Justin Trudeau President Trump wearing dark suits, standing in front of US flag, Trump points to Trudeau
He's with me
Oct 01, 2018
WASHINGTON, DC -- Late Sunday night negotiations closed with Canada to create a new trilateral trade agreement with the United States and Mexico to replace the twenty-plus year old North American Free Trade Agreement (NAFTA).  The U.S.-Mexico-Canada Agreement (USMCA) was a key trade policy objective of the Trump administration, and President Trump noted on Monday, "It is a great deal for all three countries, solves the many deficiencies and mistakes in NAFTA, greatly opens markets to our Farmers and Manufacturers, reduces Trade Barriers to the U.S. and will bring all three Great Nations together in competition with the rest of the world."

“USA Rice has long called for the conclusion of negotiations to modernize NAFTA in a way that preserves and strengthens access for U.S. rice in Mexico and Canada, two of our largest export markets,” said Bobby Hanks, chair of the USA Rice International Trade Policy Committee and a Louisiana miller.  “The USMCA does this by preserving duty free access and improving on the sanitary and phytosanitary provisions of the deal.  We applaud the administration for bringing these talks to a close.”

The United States and Mexico reached agreement several weeks ago on modernized text but several difficult issues including Canada’s dairy policy and access for U.S. exports, dispute settlement provisions, and the treatment of auto imports from Canada under pending U.S. trade actions caused negotiations with Canada to go down to the wire.

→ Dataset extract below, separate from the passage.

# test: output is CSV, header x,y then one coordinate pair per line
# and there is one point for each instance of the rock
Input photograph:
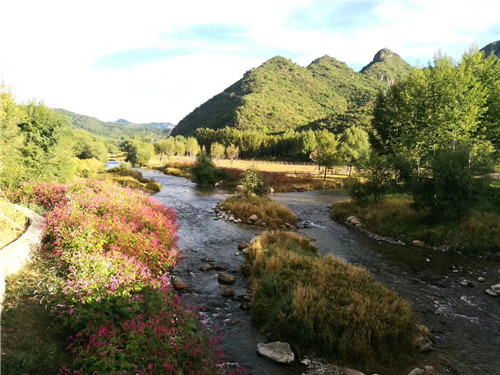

In the end, Canada reportedly agreed to increase access for U.S. dairy exports above that agreed in the Trans Pacific Partnership Agreement (TPP) and to change certain domestic dairy policies; the U.S. agreed to preserve certain dispute settlement procedures from NAFTA important to Canada; and the two countries reached an accommodation on the level of auto imports from Canada should action be taken on auto imports by the United States in the future under Section 232 authority.

“While there are a number of procedural hurdles to go through on the U.S. side in connection with statutory requirements for congressional consideration and approval of the USMCA, this agreement is good news for U.S. rice producers, millers, and exporters,” concluded Hanks.